Poverty must be fought with weapons to which Africans could lay claim on and the weapon to fight poverty that most African countries have in abundance is land. Nyerere argued that money donated in terms of gifts, loans and private investments could not be depended upon for development because in the final analysis they would endanger the freedom and the independence of Africa.

He called on public institutions to be given land, something that also later finds expression in Zimbabwe where schools, prisons and hospitals own farms although the question is whether the land is being used ideally to produce for those institutions’ self sustenance and surplus for sale.

Minister of Justice, Legal and Parliamentary Affairs Rtd Brig Happyton Bonyongwe recently made similar calls to the country’s prisons when he urged them to make full utilisation of the land that they own to produce for their sustenance and the country.

He said there was no justification in the poor diet at the country reform and corrective institutions as they could provide themselves with all the necessary food that they needed as they have the primary resource.

The minister added that the Government was willing to support such noble initiatives that aim at food self sustenance and reliance and urged the country’s prisons to work diligently towards the realisation of that goal.

He said inputs were going to be availed to all the prisons.

In the same vein schools and hospitals both public and private that own land should also work towards self sustenance in food as fulfilment not only of the Nyerere thinking but in ensuring that they do not rely on donor hand-outs.

The Government should also see to it that such institutions are given all the inputs especially that there is enough human resources in the country to execute such work. School children in institutions of higher learning doing related courses should be deployed to do their practical training in these institutions to ensure maximum productivity.

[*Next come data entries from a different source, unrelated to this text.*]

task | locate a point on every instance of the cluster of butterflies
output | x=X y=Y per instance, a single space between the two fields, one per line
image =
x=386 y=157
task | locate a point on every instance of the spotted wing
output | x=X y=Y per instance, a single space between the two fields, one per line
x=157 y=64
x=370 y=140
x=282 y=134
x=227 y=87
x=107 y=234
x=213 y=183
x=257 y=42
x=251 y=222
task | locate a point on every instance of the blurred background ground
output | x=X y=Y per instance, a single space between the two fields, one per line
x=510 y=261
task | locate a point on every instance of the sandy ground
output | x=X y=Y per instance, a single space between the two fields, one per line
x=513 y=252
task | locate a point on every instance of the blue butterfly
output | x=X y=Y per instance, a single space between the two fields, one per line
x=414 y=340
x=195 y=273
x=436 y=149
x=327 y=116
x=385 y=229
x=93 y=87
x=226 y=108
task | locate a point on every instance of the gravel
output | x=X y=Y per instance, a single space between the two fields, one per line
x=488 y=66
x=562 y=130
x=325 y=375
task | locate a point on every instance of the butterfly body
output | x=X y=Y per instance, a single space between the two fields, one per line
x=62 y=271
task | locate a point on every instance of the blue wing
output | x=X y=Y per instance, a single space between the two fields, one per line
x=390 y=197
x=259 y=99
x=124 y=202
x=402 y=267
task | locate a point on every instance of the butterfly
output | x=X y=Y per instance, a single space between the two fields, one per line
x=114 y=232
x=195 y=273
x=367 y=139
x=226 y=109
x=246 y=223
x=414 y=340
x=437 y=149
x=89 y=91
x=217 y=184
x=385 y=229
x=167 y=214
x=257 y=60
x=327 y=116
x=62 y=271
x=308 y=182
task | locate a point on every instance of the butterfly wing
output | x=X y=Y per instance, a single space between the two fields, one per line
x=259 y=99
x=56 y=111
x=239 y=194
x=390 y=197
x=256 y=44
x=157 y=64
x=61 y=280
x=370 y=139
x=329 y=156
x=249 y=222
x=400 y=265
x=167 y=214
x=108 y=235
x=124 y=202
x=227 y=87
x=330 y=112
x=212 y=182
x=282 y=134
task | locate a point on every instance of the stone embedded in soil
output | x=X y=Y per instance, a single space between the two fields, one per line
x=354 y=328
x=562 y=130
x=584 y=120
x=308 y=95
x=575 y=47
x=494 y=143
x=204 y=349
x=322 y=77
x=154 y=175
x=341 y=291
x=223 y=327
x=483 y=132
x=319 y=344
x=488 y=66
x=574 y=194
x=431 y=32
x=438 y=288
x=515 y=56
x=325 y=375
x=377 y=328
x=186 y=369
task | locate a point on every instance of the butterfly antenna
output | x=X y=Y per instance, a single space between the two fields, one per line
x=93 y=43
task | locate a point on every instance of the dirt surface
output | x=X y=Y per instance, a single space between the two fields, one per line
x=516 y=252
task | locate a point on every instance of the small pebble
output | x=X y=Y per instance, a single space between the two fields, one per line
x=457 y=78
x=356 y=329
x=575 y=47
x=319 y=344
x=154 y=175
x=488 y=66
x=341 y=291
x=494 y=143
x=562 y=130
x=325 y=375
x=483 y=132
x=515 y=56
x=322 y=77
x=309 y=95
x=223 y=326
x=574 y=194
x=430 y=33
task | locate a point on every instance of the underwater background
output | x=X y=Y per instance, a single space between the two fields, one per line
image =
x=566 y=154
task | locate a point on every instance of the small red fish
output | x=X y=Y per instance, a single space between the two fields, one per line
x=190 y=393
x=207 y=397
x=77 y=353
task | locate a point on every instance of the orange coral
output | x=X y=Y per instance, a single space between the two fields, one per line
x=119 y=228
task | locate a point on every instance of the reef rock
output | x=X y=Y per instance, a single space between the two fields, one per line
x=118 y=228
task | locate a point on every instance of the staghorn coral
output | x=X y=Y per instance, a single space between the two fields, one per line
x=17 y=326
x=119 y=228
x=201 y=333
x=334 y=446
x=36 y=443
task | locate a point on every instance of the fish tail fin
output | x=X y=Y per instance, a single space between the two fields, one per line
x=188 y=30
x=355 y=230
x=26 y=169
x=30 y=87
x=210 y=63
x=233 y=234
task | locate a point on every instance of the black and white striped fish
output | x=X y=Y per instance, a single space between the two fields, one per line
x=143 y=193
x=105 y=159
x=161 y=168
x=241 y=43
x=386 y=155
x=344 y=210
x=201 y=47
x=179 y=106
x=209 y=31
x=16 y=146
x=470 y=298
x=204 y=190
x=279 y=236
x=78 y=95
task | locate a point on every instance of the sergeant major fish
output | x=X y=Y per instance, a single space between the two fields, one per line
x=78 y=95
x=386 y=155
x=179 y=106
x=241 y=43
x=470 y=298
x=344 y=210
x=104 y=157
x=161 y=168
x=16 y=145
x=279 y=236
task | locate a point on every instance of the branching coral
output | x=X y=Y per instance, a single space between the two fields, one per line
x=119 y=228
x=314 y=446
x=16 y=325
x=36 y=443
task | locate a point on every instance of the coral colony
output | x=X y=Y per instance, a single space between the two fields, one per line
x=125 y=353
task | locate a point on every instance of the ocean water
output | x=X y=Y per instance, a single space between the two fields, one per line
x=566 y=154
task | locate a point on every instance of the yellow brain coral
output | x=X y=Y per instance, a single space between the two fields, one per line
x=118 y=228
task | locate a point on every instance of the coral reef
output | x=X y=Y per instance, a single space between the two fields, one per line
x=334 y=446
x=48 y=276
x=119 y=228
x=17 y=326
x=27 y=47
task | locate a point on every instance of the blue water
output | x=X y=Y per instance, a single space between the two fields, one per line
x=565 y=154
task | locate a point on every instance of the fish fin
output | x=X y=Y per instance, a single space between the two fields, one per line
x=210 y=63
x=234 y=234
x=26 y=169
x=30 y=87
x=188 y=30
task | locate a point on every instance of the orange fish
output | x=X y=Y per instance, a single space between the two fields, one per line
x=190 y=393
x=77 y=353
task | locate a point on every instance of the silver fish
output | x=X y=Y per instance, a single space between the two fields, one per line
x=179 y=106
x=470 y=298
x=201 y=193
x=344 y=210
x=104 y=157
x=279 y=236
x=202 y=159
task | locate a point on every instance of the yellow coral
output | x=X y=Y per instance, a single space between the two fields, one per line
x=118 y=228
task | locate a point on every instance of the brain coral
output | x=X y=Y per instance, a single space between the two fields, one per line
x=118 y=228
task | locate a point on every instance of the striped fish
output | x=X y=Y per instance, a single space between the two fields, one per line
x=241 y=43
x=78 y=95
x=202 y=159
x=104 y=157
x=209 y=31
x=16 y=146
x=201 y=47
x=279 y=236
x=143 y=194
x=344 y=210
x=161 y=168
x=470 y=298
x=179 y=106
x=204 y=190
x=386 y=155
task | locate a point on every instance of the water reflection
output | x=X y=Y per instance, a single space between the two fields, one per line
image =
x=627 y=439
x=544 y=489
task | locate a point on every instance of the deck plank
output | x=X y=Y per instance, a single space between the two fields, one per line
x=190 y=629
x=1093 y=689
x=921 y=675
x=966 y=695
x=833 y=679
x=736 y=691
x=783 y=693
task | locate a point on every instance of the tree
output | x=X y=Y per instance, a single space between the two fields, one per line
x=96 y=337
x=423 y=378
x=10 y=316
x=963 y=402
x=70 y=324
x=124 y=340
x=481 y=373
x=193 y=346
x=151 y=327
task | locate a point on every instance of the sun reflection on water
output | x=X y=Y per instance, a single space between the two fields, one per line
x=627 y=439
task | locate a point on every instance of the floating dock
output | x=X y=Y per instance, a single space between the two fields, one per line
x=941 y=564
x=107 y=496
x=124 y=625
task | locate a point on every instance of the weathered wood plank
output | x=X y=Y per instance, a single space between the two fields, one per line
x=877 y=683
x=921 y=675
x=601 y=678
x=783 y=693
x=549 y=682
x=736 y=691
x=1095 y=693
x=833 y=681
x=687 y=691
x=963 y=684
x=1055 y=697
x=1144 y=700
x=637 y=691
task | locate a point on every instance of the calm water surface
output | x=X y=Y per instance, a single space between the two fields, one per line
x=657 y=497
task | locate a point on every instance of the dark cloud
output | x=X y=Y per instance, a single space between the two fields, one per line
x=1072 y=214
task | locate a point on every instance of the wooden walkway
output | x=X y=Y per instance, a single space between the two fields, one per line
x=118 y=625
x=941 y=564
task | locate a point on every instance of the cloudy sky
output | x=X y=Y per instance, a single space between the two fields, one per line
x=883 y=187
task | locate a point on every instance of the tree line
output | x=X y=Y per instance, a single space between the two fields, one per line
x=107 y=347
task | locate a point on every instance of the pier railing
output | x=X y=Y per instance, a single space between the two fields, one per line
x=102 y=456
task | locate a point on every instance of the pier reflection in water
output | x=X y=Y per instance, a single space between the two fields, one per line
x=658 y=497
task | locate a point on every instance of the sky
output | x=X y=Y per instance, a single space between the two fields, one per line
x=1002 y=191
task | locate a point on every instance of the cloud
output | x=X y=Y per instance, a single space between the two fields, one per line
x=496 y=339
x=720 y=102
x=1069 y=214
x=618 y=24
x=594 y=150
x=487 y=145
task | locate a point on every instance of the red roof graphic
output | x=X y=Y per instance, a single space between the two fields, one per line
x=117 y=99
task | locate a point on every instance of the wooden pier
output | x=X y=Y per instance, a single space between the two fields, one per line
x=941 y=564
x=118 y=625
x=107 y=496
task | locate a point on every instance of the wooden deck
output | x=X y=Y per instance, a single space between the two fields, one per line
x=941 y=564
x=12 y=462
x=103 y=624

This also dovetails with the notion that education must counteract the temptation to intellectual arrogance that leads to the well educated despising those whose abilities are non-academic but making a balancing act that ensures everyone fits perfectly well in the society. Land ownership therefore remains the pillar of Africa’s economic and social development hence the call to redistribute it as Zimbabwe has done. The continent and its governments should therefore seriously consider giving its indigenous peoples land so that they own the means of production and be in control of their destiny.

Even the Bible in 1 Kings 21:1-3 emphasises the importance of land ownership when Naboth refused to give his ancestral land to King Ahab as it was part of his inheritance.